New research from The Scripps Research Institute (TSRI) shows that two proteins critical for maintaining healthy day-night cycles also protect against mutations that could lead to cancer.
The new study, published March 10, 2015, in the journal eLife, shows that the two proteins have an unexpected role in DNA repair, possibly protecting cells from cancer-causing mutations triggered by UV radiation.
“These proteins play an important role in the response to DNA damage,” says TSRI biologist Katja Lamia, senior author of the study, in a release. “Researchers might eventually harness that knowledge for pharmaceutical targeting.”
Day and Night
The human body senses light and adjusts its rhythms to a day-night cycle called the circadian clock. Feeling tired? Feeling hungry? These feelings are strongly influenced by the body’s circadian clock.
Studies show that people with unusual sleep schedules, such as flight attendants or night-shift nurses, are at risk for certain health problems.
“When you have a deregulation of your circadian clock, you’re more prone to develop some kind of pathology, like diabetes, cancer, or heart disease,” says TSRI research associate Anne-Laure Huber, who was co-first author of the study with Stephanie Papp, a graduate student at TSRI.
In the new study, the research team investigated a possible cause of these health disparities. They focused on the role of proteins called cryptochromes, which are believed to have evolved from light-activated DNA repair enzymes in bacteria.
Cryptochromes contain a photo-responsive pigment called flavin. While cryptochromes are no longer light-activated, they do hold to a daytime-regulated schedule, and stability of the proteins cryptochrome 1 (Cry1) and cryptochrome 2 (Cry2) is critical for circadian clock function. In the human body, cryptochromes no longer have a direct role in DNA repair either, but they are essential for regulating blood sugar levels and protein production on a day-night cycle.
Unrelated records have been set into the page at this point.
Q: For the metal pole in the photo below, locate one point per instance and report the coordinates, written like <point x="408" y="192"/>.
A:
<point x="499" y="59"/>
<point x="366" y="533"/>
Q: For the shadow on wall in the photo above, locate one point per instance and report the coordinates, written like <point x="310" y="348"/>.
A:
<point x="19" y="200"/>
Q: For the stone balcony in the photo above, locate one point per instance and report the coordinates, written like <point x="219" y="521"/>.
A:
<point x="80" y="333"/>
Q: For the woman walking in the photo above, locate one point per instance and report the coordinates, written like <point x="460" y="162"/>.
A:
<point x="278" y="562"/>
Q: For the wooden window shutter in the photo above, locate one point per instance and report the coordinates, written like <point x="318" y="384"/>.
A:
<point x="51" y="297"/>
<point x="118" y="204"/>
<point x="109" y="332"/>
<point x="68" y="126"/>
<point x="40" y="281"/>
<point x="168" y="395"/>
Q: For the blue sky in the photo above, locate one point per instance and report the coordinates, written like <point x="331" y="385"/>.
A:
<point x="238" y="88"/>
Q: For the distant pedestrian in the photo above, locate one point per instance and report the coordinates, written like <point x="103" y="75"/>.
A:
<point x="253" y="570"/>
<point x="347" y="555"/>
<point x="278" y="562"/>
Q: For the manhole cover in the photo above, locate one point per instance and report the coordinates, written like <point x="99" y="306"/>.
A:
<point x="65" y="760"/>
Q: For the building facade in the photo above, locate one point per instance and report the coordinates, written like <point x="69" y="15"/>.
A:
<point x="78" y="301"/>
The new study started when the researchers went on what Lamia calls a “fishing expedition.” They used a technique called proteomic screening, in collaboration with the laboratory of TSRI Professor John Yates, to test for a wide range of proteins that could bind to Cry1 or Cry2 from mouse and human cells.
The team found that Cry1 could bind with Hausp, a protein with a known role in regulating an anti-cancer protein called p53. The screening also showed that Hausp binds to Cry2, but not as strongly, suggesting that the nearly identical proteins actually have different roles related to DNA repair.
“Most of the time people study them as redundant proteins, but we show that they have distinct functions in this DNA-repair pathway,” Lamia says.
Subsequent studies of genetic expression showed that Hausp stabilizes Cry1 by removing protein chains that trigger Cry1 degradation. By stabilizing Cry1, Hausp prevents potential errors in DNA transcription that could occur when DNA is exposed to radiation.
“This is very cool,” Papp says. “These proteins can sense that something is wrong in the cells.”
The researchers also found that when they blocked Cry2 production in cells, the cells no longer activated p21, a protein that stops mutant cells from dividing. “This could suggest that cells without Cry2 would be more susceptible to cancer,” says Lamia.
Together, these findings show that while Cry1 and Cry2 no longer directly repair DNA, they still have an indirect role in the repair process.
This new link between circadian clock proteins and DNA repair is a clue to how disrupting day-night cycles could harm health. Lamia said future studies in her lab will explore additional roles of cryptochromes in the body.